After One Year of Breach Reporting, Theft Still Leads
With one year of breach reporting on the books this month, theft remains the most common cause of data breach in healthcare. Of the 241 large-scale breaches reported to the Department of Health and Human Services by February 20, 2011, 136 (56 percent) involved theft. Of those, nearly 100 involved a laptop, desktop computer, or network server.
Lost equipment or records accounted for an additional 36 breaches. Together, loss and theft account for more than 7 in 10 of the breaches on file, involving unsecured, personal information on an estimated 6.6 million people.
This is a far more mundane picture than fears of cyber theft conjure. Hacking and IT incidents accounted for just 6 percent of breaches and 6 percent of people affected by breach during the period.
The incidents covered the period from September 2009 through December 2010. The breaches were reported between February 2010 and February 2011.
Final Rule Still to Come
Organizations have been reporting breaches under a federal rule on breach notification that took effect February 2010. The rule resulted from one of several privacy-related provisions in the American Recovery and Reinvestment Act of 2009.
Under the rule, organizations must report all breaches of unsecured protected health information to Health and Human Services at least annually. Breaches involving 500 or more people must be reported within 60 days. The department posts these reports publicly.
Organizations must also notify the individuals whose information is breached.
The industry is currently working under an interim final rule. A final rule was in the offing last July but was pulled without explanation.

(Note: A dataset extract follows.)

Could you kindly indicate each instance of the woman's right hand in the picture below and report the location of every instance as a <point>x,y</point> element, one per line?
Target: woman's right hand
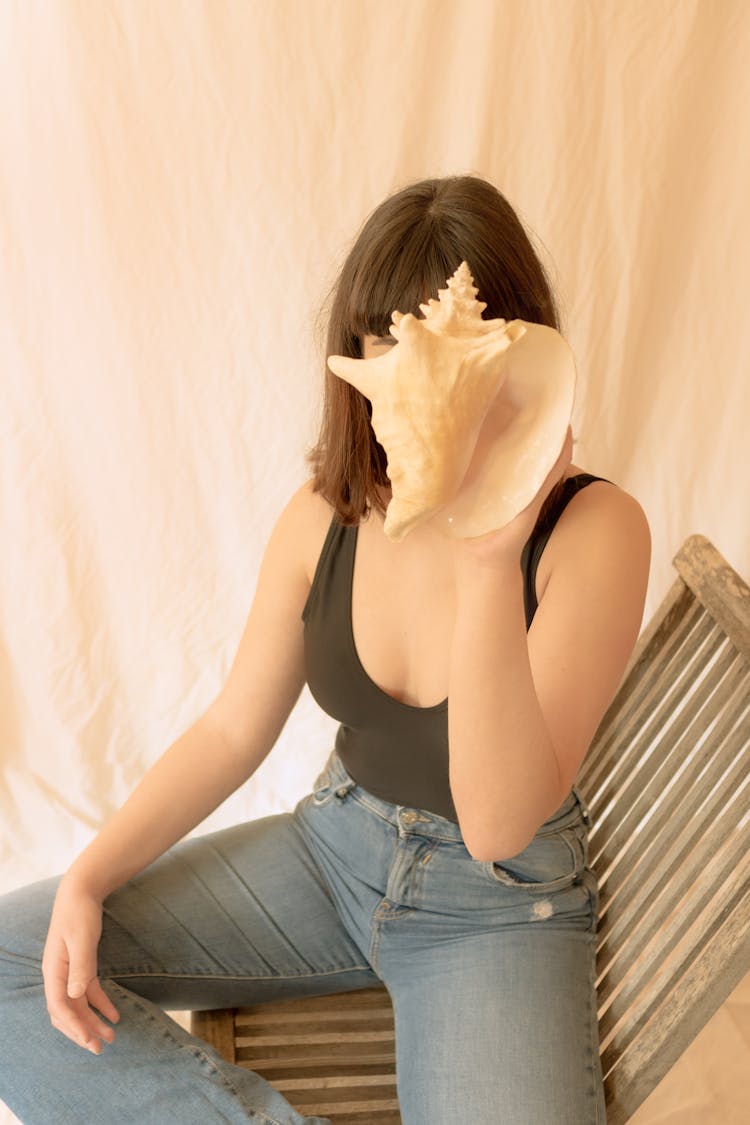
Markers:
<point>72,989</point>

Health and Human Services has not said when a final rule will be published, but there is some expectation it could come in the next one or two months.
The most watched-for provision in the final rule will be the so-called harm threshold, which under the interim rule allows the organization to determine whether a breach represents significant risk of harm to the individuals involved. If the organization determines the risk of harm is slight, it may forego notification.
The threshold is intended to reduce administrative burden in instances where little risk of harm exists. However, those opposed to the provision argue it reduces transparency and that such a decision should not be in the hands of the organization.